User error remains number one as the greatest cause of successful attacks on critical
infrastructure (Institute, 2015). This report argues that, barring India, much of critical
infrastructure in UK, USA and Germany is in the hands of private sectors. Private sector
companies are good in technology is felt by Government, but are they ahead of
adversaries is the question. Ukraine attack proves it otherwise in many senses.

The aim to boost Public Private Partnership (PPP) and to encourage both sides of
flawless collaboration the UK underwent a drastic change in its policy frameworks hence
the second important objective of cyber security strategy of the UK is the protection of
CIs. The first and foremost reason behind this is the struggle that it is facing against
cyber crime. In total, UK government gave out £10.2bn in 2013 to its 20 biggest private
suppliers and the civil services had the lowest staff since WWII (Whitehall, 2013).

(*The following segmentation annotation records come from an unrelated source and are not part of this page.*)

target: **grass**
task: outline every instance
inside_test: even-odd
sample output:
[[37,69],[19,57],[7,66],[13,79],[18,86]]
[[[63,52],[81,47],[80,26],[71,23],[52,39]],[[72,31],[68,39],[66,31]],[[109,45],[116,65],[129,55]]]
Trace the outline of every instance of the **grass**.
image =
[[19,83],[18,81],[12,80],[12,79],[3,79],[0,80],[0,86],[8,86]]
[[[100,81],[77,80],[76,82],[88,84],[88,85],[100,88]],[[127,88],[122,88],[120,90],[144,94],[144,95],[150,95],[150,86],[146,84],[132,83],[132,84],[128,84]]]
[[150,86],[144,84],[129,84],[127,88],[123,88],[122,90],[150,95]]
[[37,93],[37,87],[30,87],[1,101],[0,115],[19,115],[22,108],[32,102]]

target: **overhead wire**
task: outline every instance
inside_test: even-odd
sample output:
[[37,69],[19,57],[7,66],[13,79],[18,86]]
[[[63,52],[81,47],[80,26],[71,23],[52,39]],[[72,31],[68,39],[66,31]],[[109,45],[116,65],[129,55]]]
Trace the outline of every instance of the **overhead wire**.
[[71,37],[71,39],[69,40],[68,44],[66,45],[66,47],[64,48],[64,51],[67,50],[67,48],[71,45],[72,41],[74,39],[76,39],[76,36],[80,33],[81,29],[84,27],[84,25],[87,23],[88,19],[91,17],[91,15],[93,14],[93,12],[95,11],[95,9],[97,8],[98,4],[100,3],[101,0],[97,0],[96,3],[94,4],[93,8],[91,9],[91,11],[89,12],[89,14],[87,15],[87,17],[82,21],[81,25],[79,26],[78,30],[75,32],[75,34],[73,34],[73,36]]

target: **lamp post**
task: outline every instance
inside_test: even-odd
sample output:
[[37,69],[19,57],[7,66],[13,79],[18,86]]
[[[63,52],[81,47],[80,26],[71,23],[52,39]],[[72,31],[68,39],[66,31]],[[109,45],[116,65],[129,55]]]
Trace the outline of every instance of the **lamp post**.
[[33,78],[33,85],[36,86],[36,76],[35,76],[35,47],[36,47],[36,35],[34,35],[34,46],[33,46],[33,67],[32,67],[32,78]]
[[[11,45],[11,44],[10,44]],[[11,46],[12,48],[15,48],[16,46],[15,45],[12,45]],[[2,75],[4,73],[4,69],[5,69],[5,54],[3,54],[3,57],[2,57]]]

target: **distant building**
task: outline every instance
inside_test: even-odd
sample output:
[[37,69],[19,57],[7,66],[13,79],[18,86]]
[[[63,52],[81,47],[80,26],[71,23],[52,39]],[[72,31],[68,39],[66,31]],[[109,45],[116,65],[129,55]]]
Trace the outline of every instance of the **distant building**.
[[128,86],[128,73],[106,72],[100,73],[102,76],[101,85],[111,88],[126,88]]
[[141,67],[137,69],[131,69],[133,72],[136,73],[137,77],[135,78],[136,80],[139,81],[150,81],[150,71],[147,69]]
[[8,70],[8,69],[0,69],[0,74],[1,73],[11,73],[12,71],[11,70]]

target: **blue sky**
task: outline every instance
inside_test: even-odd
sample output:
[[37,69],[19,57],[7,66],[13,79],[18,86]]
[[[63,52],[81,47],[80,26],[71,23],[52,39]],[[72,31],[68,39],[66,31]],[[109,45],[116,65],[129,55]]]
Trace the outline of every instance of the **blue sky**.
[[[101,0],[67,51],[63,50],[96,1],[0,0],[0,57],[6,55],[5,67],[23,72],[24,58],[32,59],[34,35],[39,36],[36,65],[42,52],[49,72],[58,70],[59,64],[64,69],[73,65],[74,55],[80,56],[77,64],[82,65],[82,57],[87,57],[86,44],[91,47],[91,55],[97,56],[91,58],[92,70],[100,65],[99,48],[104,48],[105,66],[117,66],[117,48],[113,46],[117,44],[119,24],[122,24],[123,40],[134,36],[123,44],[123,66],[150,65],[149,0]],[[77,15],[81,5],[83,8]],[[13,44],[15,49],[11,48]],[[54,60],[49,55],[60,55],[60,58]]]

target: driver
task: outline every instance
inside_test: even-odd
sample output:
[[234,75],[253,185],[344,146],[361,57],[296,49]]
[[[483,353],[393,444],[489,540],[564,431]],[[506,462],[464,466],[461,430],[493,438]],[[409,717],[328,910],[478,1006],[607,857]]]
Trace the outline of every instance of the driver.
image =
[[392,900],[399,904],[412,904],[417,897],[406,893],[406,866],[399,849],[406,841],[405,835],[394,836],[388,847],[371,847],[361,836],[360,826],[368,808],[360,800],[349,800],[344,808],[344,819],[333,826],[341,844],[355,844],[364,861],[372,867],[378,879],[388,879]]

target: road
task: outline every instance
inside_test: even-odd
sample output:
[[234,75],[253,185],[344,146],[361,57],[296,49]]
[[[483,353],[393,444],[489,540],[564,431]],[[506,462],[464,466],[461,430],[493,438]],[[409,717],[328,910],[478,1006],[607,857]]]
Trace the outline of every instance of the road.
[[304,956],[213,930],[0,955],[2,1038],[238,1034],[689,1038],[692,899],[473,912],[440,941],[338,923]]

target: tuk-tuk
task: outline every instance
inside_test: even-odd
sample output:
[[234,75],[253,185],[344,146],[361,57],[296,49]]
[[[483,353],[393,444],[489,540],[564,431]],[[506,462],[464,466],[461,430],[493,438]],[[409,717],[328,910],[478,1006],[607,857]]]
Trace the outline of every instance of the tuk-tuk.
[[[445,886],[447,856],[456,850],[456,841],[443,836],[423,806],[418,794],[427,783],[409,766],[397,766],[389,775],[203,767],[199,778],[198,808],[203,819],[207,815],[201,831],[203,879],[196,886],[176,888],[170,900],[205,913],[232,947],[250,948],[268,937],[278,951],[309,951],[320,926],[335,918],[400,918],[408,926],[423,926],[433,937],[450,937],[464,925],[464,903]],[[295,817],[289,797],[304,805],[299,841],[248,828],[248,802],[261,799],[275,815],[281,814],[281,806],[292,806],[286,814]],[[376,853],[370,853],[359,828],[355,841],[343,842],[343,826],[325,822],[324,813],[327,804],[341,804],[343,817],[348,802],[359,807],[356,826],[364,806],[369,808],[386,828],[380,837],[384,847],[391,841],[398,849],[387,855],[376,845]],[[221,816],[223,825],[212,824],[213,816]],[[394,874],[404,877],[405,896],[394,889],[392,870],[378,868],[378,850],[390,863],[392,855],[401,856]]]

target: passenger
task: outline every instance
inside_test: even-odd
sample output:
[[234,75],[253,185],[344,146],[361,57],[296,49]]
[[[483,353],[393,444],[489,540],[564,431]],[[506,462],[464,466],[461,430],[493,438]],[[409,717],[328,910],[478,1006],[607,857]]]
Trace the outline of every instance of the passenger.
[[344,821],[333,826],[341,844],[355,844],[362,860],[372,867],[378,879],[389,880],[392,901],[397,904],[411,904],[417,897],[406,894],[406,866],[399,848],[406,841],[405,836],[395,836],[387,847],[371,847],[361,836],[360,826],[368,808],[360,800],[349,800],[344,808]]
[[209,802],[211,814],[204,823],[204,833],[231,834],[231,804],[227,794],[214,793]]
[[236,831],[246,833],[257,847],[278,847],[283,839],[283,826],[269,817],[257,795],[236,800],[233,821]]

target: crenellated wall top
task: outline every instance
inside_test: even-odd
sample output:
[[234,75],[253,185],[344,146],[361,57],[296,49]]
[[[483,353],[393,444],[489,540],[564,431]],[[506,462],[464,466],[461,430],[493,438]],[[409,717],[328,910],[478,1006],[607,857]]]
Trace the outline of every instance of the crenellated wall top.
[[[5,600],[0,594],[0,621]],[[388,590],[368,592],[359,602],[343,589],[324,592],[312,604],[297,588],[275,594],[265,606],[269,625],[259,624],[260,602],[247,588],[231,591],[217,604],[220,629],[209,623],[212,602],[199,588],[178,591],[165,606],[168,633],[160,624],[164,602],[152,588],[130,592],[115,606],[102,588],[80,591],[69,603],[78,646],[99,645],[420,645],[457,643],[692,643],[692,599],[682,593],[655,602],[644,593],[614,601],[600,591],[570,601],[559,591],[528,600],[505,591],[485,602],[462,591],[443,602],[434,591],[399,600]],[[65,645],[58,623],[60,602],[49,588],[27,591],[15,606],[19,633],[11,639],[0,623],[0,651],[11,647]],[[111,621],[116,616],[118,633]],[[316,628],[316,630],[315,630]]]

This
project argues that when you have mom and pop companies in UK, which can be
deduced by the statistics that, 5.1 million (95%) businesses in UK were micro
businesses employing 0-9 people out of 5.4 million total businesses in 2015 (Rhodes,
2015)

The Berlin government has cyber security as the utmost important national issues under
which it has its own detailed cyber security strategy, which is formed and documented
specifically for the protection of CIs. Also the German strategy with respect to the cyber
security gives noticeably brighter and louder weight age to protection of CIs. When
compared with respect to the other cyber space domains in the cyber space the German
strategy is outstanding and has another detailed cyber security strategy, which is
readied specifically for CI protection.

There is a ten step German action plan, out of which three steps are for the protection of
CIs. It also points out PPP as the obligation to fulfill these goals (Bundesministerium des
Innern, 2011). German National Cyber Security Council was established to coordinate
between law enforcement units, Constitutional Court, intelligence agencies, Federal
News Agency and some ministries. This was a step taken by the German federal to
create an effective and efficient crisis management in case of national cyber incidents so
that the ambiguity with respect to the final authority to call for the action plan in case of a
cyber attack and such other related problems is solved.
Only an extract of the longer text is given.